Trout on Charcoal Grill

Regarding BBQ Inc.
We all know that fish are not only good eating, but good for you. The benefits from Omega-3 Fatty Acids alone make it a good choice for any meal. But nutritionists say we are simply not eating enough fish. I think one of the reasons is that people just don't know how to do it right. This would really be unfortunate because fish is very easy to cook.

If you catch your own I will trust that you know how to clean and filet fish. If you buy your fish remember that there is a distinct difference between fresh and frozen. The process of freezing causes cells to crystallize and break. This will change the flavor. The longer something is frozen the more the flavor will be changed. Whenever possible get fresh fish because it really does improve not only the flavor but also the texture of the fish. Ask your butcher what fish are in season and make sure that your definition of fresh is the one they are using.

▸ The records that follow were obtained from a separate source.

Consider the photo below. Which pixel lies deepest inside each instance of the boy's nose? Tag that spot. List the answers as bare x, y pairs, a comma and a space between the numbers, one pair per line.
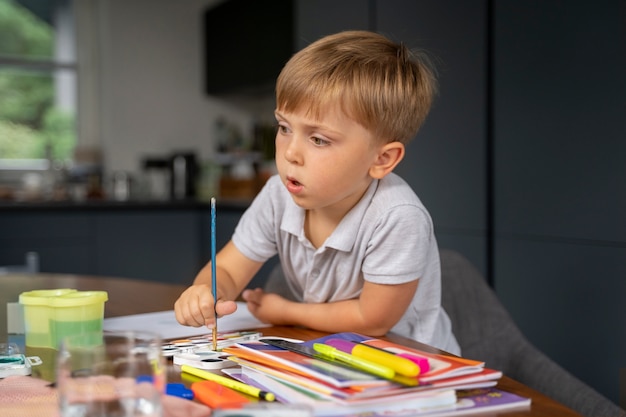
292, 152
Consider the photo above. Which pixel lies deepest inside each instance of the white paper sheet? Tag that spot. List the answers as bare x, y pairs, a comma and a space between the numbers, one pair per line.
165, 324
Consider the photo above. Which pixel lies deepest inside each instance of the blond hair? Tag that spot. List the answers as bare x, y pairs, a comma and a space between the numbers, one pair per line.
378, 83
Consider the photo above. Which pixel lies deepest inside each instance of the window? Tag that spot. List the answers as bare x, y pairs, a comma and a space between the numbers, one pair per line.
38, 80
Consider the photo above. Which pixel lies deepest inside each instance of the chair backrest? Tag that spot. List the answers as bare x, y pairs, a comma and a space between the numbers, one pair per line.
485, 331
30, 266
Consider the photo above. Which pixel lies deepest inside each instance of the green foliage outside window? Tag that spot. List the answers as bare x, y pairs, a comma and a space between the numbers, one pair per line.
29, 119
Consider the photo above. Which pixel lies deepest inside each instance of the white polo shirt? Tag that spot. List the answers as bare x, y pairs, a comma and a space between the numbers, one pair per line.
387, 238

Technically, fish are divided into fish and shellfish. I am only discussing the non-shell kind here to keep things simple. Now this class of creatures is divided into fresh and saltwater fish. Generally saltwater have larger bones and are therefore easier to debone. Freshwater fish can't be weighted down by heavy bones, so they have lots of little bones. From here, fish are divided into flat and round fish. Flat fish swim on their sides, along the bottom of the ocean and have both eyes on one side of their head. Round fish are more what we think of fish being like.

The third distinction is fat content. Fish are either lean, moderate or high fat fish. The table below gives you some examples. Lean fish are considered to have less than 2 1/2% fat, moderate have up to 6% fat and anything above this is in the high fat category.

When it comes to selecting fish, fresh fish should fresh smell, have firm flesh and a moist appearance. If the fish smells too fishy ask for something else. To keep fish fresh, make sure it is tightly wrapped and kept cold. Do not plan on keeping fresh fish more than a couple of days. If possible try to purchase it the same day you plan to cook it. If you can't cook the fish within about 2 days, freeze it. Frozen fish should be frozen solid and also, tightly wrapped.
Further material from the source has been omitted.